Paul Brown, land-surveying manager for Farnsworth Group, was at the meeting on behalf of Overland Group.
“Time is money, so part of the reason I am here tonight is to see if there is anything we can do to keep the process going along,” Brown said. “(The developer) started the process last spring. They want to keep it moving.”
Brown said once the developer had the necessary permissions, construction would move quickly, about three or four months.
“I think we are holding them up at this point,” Grilo said.
The board can move ahead as soon as a checklist of actions is received from village attorney Jason Bartell, Grilo said.
Both Richardson and Trustee Ronda Scott expressed disappointment that the store would not be located within existing village limits.
“I think they did a traffic study and decided that would be the best point,” Grilo said.
As to the question about where the village would find the money to pay its share of the sewer and water extensions, Mayor Tyler Evans said he didn’t know yet.
New police chief introduced
Also at the meeting, Eric Shumate was introduced as the new full-time police chief, and Mike Martinez was thanked for serving as interim police chief for more than two years. Martinez has returned to duty as part-time patrol officer.
Martinez told the board the police department computer must be replaced because the operating system for the present computer is no longer supported with security updates. He also said it is time for the department to update its record management system.
Shumate said later the updated system will allow the department to share information more efficiently with other rural departments.
Trustee Dustin Rhodes reported the county emergency management agency will be checking to ensure that signals from its updated emergency notification system will be able to reach Thomasboro sirens. The new system is digital, and Rhodes said it will require new sirens.
“It’s not going to be cheap,” Rhodes said. “I didn’t have the guy give me a number until we know if it will work.”
The new system would eliminate the need to have someone on the spot to turn on the sirens, though Rhodes said the village would continue to need for the redundancy of storm spotters and an ESDA structure. The matter may be taken up at the March board meeting.

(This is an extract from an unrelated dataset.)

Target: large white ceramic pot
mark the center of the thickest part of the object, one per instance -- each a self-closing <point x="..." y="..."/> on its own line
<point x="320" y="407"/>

Actions taken by the board include:
• Approving a $1,000 annual contribution to Community Service Center of Northern Champaign County. The money is spent to stock the food pantry. Evans said 39 Thomasboro households were served last year.
• Setting 6 p.m. Tuesday, Feb. 18, as the date for the annual budget meeting.
• Approving a pay increase for part-time police officer Blake Carey to $18.50 per hour.
• Approving repayment of $96,009 toward a state EPA infrastructure bond.
Evans told the board he plans to attend a rural economic development conference later this month. Registration cost is $175.
Martinez reported that during January, the police department issued three traffic citations and two written warnings for moving violations. Three formal reports were made. Of 35 calls for service, 16 were handled by the Thomasboro Police Department and 17 by the Champaign County Sheriff’s Office.
Robertson asked about road maintenance, pointing out that the condition of Schluter Drive is one of several roads showing significant deterioration. Evans said those roads are on Public Works Superintendent Chad Polsky’s list for maintenance.
Another resident, Robert Derr, raised concerns about speeding in his neighborhood and about litter, inoperable vehicles and discarded furniture piling up around town. Shumate promised to make such nuisance ordinances a priority.